Ryan: they wouldn't just take him from me right?
It isn't abnormal for Ryan to be up at that hour texting Shane between Dan's feedings and crying fits - something about the frantic succession of texts sticks with Shane.
As it turns out postpartum anxiety is a real thing, and not just something Shane picked up from Twitter. He makes it to the end of three Google Scholar articles before he forces himself to get ready for the day. Before he climbs out of bed he sends Ryan a response.

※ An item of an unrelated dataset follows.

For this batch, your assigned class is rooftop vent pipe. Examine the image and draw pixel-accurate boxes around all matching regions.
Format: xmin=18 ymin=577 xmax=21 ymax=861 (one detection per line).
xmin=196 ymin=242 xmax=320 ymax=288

Shane: if your theory is correct (which I don't think it is) that the government is always screening all of our messages and it's already too late for you
Immediately three dots appear in the message bubble, indicating Ryan is on the other end also typing. Shane adds,
Shane: all jokes aside
Shane: why not ease into it by bringing him over to my place for lunch?
The text bubble disappears.
Shane: I'll make babka
Ryan: i’m trying to lose the baby weight
Then follows,
Ryan: deal.
If Shane had other plans that day he promptly forgets all of them. After a replenishing shower succeeded by a mustache shave, Shane begins to tidy around the place. Nothing exhausting like vacuuming or doing his laundry, but keeping up an 'effortless' ordinary appearance.
Around 11 he texts Ryan to let him know babka will be ready in an hour. Ryan shows up on the dot, exactly a minute to midday.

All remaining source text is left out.